Title of the Invention

METHOD TO IMPROVE WATER SOLUBILITY OF REBAUDIOSIDE D

PRIORITY CLAIM

[0001] This application claims priority to U.S. Utility Patent Application No. 12/612,374, filed November 4, 2009, entitled “Method to Improve Water Solubility of Rebaudioside D”, the entire disclosure of which is herein incorporated by reference.

FIELD

[0002] Aspects of the disclosure generally relate to a method for improving the water solubility of a steviol glycoside. More specifically, a method is described for improving the water solubility of Rebaudioside D. The method yields a thermally stable anhydrous form of Rebaudioside D suitable for use in traditional processing methods in the food and beverage industry.

BACKGROUND

[0003] Steviol glycosides are sweet-tasting compounds extracted from the stevia plant (Stevia rebaudiana Bertoni).
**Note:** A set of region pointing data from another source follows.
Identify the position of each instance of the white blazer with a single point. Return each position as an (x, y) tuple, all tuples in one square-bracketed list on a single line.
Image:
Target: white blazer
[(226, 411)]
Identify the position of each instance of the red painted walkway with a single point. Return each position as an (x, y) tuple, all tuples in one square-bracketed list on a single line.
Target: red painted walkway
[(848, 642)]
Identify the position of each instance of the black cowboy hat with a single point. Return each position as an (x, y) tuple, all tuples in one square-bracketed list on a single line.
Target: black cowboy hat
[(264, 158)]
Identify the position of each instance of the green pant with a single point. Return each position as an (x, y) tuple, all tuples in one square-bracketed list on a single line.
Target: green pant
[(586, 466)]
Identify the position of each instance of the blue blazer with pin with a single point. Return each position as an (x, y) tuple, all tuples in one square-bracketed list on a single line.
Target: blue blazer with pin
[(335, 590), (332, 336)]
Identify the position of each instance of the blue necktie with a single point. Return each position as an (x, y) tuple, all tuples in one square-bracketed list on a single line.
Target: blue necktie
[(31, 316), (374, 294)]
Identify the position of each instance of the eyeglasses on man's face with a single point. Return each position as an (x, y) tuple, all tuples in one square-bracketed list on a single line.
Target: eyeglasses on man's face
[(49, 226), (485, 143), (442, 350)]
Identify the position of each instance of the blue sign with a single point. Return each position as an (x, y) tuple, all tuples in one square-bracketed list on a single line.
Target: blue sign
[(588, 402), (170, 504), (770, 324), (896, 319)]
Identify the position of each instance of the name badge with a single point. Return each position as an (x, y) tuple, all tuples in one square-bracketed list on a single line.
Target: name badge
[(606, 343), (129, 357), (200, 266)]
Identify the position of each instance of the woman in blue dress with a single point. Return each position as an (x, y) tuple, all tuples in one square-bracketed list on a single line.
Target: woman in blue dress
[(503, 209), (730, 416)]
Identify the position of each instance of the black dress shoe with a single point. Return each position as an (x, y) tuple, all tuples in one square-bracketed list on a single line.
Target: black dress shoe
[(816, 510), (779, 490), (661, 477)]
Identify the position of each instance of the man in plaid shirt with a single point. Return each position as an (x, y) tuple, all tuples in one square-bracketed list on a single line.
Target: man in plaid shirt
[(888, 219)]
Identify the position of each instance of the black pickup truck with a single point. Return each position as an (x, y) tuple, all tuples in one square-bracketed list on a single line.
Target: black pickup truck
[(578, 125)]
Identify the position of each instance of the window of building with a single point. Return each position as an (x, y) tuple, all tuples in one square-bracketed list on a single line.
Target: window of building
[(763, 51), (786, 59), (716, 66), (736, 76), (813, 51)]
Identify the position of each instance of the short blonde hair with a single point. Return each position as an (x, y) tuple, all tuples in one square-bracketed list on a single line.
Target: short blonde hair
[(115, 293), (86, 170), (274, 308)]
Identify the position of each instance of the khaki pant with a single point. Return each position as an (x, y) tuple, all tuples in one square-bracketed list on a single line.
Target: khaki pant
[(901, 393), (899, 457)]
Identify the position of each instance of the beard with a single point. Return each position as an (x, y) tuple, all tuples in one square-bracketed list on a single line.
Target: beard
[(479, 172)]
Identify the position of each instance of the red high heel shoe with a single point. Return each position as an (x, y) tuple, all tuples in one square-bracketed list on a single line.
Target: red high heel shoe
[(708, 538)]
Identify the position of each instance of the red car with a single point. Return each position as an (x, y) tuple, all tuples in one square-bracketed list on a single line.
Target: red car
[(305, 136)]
Typically, these compounds are found to include stevioside, steviolbioside, the Rebaudiosides, including Rebaudioside A (Reb A), Rebaudioside B (Reb B), Rebaudioside C (Reb C), Rebaudioside D (Reb D), and Rebaudioside E (Reb E), and dulcoside A. Many steviol glycosides are potent, non-nutritive sweeteners. Steviol glycosides comprise a diterpene core (formula I) substituted at R1 and R2 with various combinations of hydrogen, glucose, rhamnose, and xylose.

Formula I

For example, R1 may be hydrogen, 1-β-D-glucopyranosyl, or 2-(1-β-D-glucopyranosyl)-1-β-D-glucopyranosyl, and R2 may be hydrogen, 1-β-D-glucopyranosyl, 2-(1-β-D-glucopyranosyl)-1-β-D-glucopyranosyl, 2,3-bis(1-β-D-glucopyranosyl)-1-β-D-glucopyranosyl, 2-(1-α-L-rhamnopyranosyl)-1-β-D-glucopyranosyl, 2-(1-α-L-rhamnopyranosyl)-3-(1-β-D-glucopyranosyl)-1-β-D-glucopyranosyl, or 2-(1-β-D-xylopyranosyl)-3-(1-β-D-glucopyranosyl)-1-β-D-glucopyranosyl. Rebaudioside A (wherein R1 is 1-β-D-glucopyranosyl and R2 is 2,3-bis(1-β-D-glucopyranosyl)-1-β-D-glucopyranosyl) has a sweetness of about 200 to 300 times the sweetness of sucrose.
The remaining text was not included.